Но Доля на этот вопрос ответить не мог.

— Вы убили меня, Исаак Эммануилович! — твердил Доля.

И Бабель на это в свою очередь ответил ему теми словами, которые я запомнил навсегда и справедливость которых впоследствии подтвердил весь опыт моей жизни. Именно это последнее заключение Бабеля-младшего, Долиного соседа из верхней квартиры, эти его слова, порожденный ими образ остались тогда в моем юном представлении как образ человека, к кому и мне суждено было сначала только прикоснуться, а потом узнать больше.

— Так что же, — горько сетовал мой Доля, — значит, мне совсем не писать? Вы убили меня, Исаак Эммануилович.

И Бабель ему на это сказал:

— Доля! Мы на войне. Все мы в эти дни можем оказаться либо на дрожках, либо в тачанке. И вот что скажу я тебе сейчас, а кстати, пусть намотает это на ус и твой молчаливый товарищ: на войне лучше быть убитым, чем числиться без вести пропавшим.

Вскоре — к осени — в ненастный день я узнал от Доли, решившего стать врачом, что накануне, в такую же пасмурную, дождливую ночь, Бабель-младший тоже перестал трудиться над чистым листом бумаги и, собственно говоря, сбежал из дома на польский фронт, как потом выяснилось, хитро заручившись мандатами и призаняв денег у Долиного отца.

В семье Бабеля, говорил Доля, считают, что Исаак Эммануилович — самоубийца. Его коммунистические дружки из Губкома и ГИУ, где Бабель служил главным редактором, эти дружки-приятели подговорили его на безумный шаг. Так думают в семье наверху.
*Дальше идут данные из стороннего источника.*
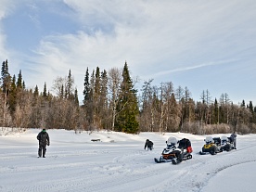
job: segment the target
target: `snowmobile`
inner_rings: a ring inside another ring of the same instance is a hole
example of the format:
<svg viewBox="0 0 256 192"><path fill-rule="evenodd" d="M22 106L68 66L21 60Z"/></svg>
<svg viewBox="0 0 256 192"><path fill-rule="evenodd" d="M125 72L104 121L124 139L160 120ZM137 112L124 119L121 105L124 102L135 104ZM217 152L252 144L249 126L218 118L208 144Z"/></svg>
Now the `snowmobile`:
<svg viewBox="0 0 256 192"><path fill-rule="evenodd" d="M179 144L178 147L176 144ZM188 139L183 138L177 141L175 137L170 137L166 141L166 145L167 147L163 149L160 160L154 159L157 163L172 161L173 164L178 164L182 160L192 159L193 149Z"/></svg>
<svg viewBox="0 0 256 192"><path fill-rule="evenodd" d="M235 148L234 142L231 137L227 137L224 135L221 137L221 140L222 140L222 146L221 146L222 150L230 151Z"/></svg>
<svg viewBox="0 0 256 192"><path fill-rule="evenodd" d="M207 136L204 141L205 145L203 145L202 150L199 152L200 155L205 155L208 153L215 155L217 153L223 152L220 137L212 138L211 136Z"/></svg>

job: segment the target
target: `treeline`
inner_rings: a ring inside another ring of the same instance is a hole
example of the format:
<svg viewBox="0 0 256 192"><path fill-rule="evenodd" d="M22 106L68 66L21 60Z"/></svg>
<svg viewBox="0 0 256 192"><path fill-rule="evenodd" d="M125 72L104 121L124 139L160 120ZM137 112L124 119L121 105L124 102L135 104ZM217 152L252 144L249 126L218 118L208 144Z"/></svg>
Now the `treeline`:
<svg viewBox="0 0 256 192"><path fill-rule="evenodd" d="M109 71L96 67L83 82L83 105L70 70L68 76L57 77L51 90L45 83L25 86L21 70L11 76L8 61L2 63L0 126L67 130L111 130L129 134L139 132L185 132L198 134L256 133L256 108L250 101L235 105L227 94L211 99L208 90L195 102L187 87L176 89L172 82L152 85L145 82L138 96L136 80L128 65Z"/></svg>

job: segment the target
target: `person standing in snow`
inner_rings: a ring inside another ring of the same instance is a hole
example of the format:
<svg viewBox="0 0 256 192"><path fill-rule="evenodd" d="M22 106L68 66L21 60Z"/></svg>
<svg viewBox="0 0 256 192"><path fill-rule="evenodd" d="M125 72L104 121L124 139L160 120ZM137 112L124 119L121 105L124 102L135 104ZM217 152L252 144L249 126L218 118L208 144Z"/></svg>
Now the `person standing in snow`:
<svg viewBox="0 0 256 192"><path fill-rule="evenodd" d="M145 143L145 147L144 147L144 149L146 150L146 148L147 147L147 150L150 149L152 150L153 149L153 142L150 141L149 139L147 139L146 140L146 143Z"/></svg>
<svg viewBox="0 0 256 192"><path fill-rule="evenodd" d="M37 135L37 140L39 141L39 148L38 148L38 157L45 158L46 146L50 146L50 137L45 129L43 129Z"/></svg>
<svg viewBox="0 0 256 192"><path fill-rule="evenodd" d="M237 149L237 134L234 132L230 137L232 138L232 141L234 143L234 148Z"/></svg>

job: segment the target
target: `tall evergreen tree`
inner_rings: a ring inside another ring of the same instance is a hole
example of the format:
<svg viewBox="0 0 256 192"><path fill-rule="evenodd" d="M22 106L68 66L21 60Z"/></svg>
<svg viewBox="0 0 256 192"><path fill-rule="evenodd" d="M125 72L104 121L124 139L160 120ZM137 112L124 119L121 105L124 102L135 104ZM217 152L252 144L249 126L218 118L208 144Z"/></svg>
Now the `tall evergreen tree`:
<svg viewBox="0 0 256 192"><path fill-rule="evenodd" d="M122 83L121 84L121 97L117 108L119 112L115 123L117 131L128 134L138 132L139 124L136 118L139 114L139 109L136 93L137 90L134 88L128 65L125 61L122 70Z"/></svg>
<svg viewBox="0 0 256 192"><path fill-rule="evenodd" d="M43 96L44 96L45 98L47 97L47 88L46 88L46 83L45 83L45 84L44 84Z"/></svg>
<svg viewBox="0 0 256 192"><path fill-rule="evenodd" d="M19 70L19 72L18 74L17 88L18 89L22 89L22 74L21 74L21 70Z"/></svg>
<svg viewBox="0 0 256 192"><path fill-rule="evenodd" d="M89 94L90 94L90 83L89 83L89 71L88 68L86 70L84 83L83 83L83 104L86 105L86 102L89 100Z"/></svg>
<svg viewBox="0 0 256 192"><path fill-rule="evenodd" d="M34 92L33 92L33 96L36 97L39 96L39 90L37 84L35 85Z"/></svg>

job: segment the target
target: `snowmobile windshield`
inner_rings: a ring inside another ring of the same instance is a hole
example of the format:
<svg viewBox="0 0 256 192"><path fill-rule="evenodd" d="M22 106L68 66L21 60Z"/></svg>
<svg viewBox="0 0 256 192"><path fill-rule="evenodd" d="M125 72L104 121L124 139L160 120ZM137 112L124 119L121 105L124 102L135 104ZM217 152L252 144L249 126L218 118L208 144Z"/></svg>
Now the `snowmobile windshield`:
<svg viewBox="0 0 256 192"><path fill-rule="evenodd" d="M207 144L211 144L211 143L213 143L213 139L211 136L207 136L205 139L204 139L205 143Z"/></svg>
<svg viewBox="0 0 256 192"><path fill-rule="evenodd" d="M222 144L225 144L228 141L227 136L225 135L223 135L221 139L222 139Z"/></svg>
<svg viewBox="0 0 256 192"><path fill-rule="evenodd" d="M167 140L168 145L170 145L170 144L171 145L176 145L177 142L178 142L178 140L175 137L173 137L173 136L169 137L168 140Z"/></svg>

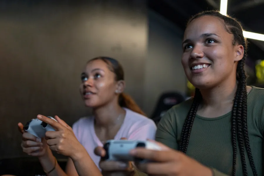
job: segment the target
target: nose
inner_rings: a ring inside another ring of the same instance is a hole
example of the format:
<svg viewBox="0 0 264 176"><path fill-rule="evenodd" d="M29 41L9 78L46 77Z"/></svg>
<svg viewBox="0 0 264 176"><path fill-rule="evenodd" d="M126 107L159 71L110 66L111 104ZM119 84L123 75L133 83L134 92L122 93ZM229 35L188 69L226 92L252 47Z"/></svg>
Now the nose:
<svg viewBox="0 0 264 176"><path fill-rule="evenodd" d="M191 57L193 59L203 57L204 54L202 49L202 46L199 46L198 45L194 46L191 53L190 55Z"/></svg>

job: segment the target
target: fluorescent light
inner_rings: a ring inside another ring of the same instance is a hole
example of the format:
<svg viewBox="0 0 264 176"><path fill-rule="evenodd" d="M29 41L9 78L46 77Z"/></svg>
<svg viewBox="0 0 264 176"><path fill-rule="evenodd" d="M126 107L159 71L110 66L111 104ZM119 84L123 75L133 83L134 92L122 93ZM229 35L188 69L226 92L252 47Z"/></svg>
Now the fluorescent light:
<svg viewBox="0 0 264 176"><path fill-rule="evenodd" d="M243 35L245 37L248 38L251 38L264 41L264 35L263 34L248 32L247 31L243 31Z"/></svg>
<svg viewBox="0 0 264 176"><path fill-rule="evenodd" d="M227 0L221 0L220 4L220 13L226 15L227 14Z"/></svg>
<svg viewBox="0 0 264 176"><path fill-rule="evenodd" d="M221 0L220 5L220 13L224 15L227 14L227 0ZM244 36L247 38L251 38L264 41L264 35L243 31Z"/></svg>

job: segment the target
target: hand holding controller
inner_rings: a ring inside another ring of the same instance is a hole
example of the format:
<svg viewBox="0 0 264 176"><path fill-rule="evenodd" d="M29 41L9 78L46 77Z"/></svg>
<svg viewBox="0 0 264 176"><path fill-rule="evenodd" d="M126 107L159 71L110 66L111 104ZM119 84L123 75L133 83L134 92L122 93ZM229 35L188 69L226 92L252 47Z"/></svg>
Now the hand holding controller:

В семье отчаяние, а в душе беглеца… Что должно было быть на душе Исаака Бабеля, кому было суждено через два года вернуться с записками о Конной армии?

ИСКУССТВО ВАРИТЬ СУП

Обещание, брошенное в день первого знакомства, Бабель не забыл; и позже, уже после возвращения из польского похода, он не раз угощал меня мороженым в городском саду.

Вознаграждение предполагалось одно: Бабель ждал от меня откровенных признаний о романтических приключениях. Я не щадил — чаще всего воображаемых — своих жертв.

Хорошо ли это? Пожалуй, действительно мое воображение немного развращалось, потому что в надежде получить вторую, а то и третью порцию я врал беззастенчиво.

Думаю, мой собеседник чувствовал это, и все-таки ему была интересна, должно быть, игра юношеского воображения. А мне даже теперь приятно вспомнить, что иногда и на самом деле мне ставили третью порцию.